How serious this situation is can vary a lot depending on the application. E.g., if are interested only in the values of y for x a lot like the training data, e.g., in the interval [0,5], then maybe don't are about the y value or the confidence interval when x = 20.
But quite broadly there are applications where what we want such models to tell us is the value of y for some x not close to what we have seen in our training data.
Uh, let's see: IIRC Bloomberg is selling stock market and economic data, often in nearly real time, to investors, some of whom are traders and make trades quickly, within a few seconds, based on the data from Bloomberg.
I'm no up to date expert on just what the Bloomberg customers are doing, but from 20,000 feet or so up maybe the situation is something like, broadly the investors vary:
(A) Some investors want a portfolio constructed much like in the work of H. Markowitz or W. Sharpe. In simple terms, they want the portfolio to have good expected return with low standard deviation of return and maybe, then, buy on margin to raise the rate of return while still having the risk relatively low.

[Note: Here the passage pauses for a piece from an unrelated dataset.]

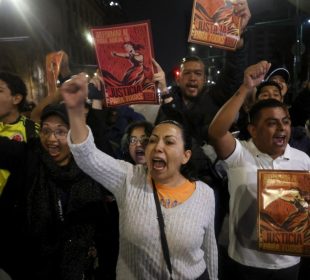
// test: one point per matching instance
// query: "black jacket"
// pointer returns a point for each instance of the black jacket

(B) Some investors are interested in relationships between stocks and options -- e.g., the Black-Scholes work is an example of this. IIRC, a more general case is some stochastic process, maybe Brownian motion, reaching a boundary and a first exit. The exit has a value, so the investment problem is a boundary value problem. IIRC can design and attempt to evaluate exotic options with such ideas.
(C) Some investors are just stock pickers and buy when they sense a sudden rise in price.
But a theme in (A)-(C) is that the investors are looking for something unusual. So, in the model building, the unusual may have been unusual in the training data and the testing data. In that case, without more assumptions, theories, or whatever the prediction of the model for unusual input data may be poor.
That is, it appears that the model building techniques promise that the model will do poorly in just the application cases of greatest interest to investors -- the unusual cases that are not well represented in the training and test data.
So, maybe first cut some of what is needed is some anomaly detection.
So, we could use more information about the systems we are trying to model. A linearity assumption is one such. In Newton's second law and law of gravity, we can check that for falling apples. Next we can try on the planets in our solar system and, nicely enough, see that it works. And then we can be pretty sure for a rocket at Mach 15 headed for stationary orbit, etc. But with just empirical curve fitting, apparently mostly we don't have such additional information.
IIRC L. Breiman's first interest in empirical curve fitting was for clinical medical data. So, maybe in that data he was trying to predict some disease but the independent variable data he was using was common in his training and testing data. I.e., he wasn't really looking for exploiting some anomaly for some once in 20 years way to get rich quick.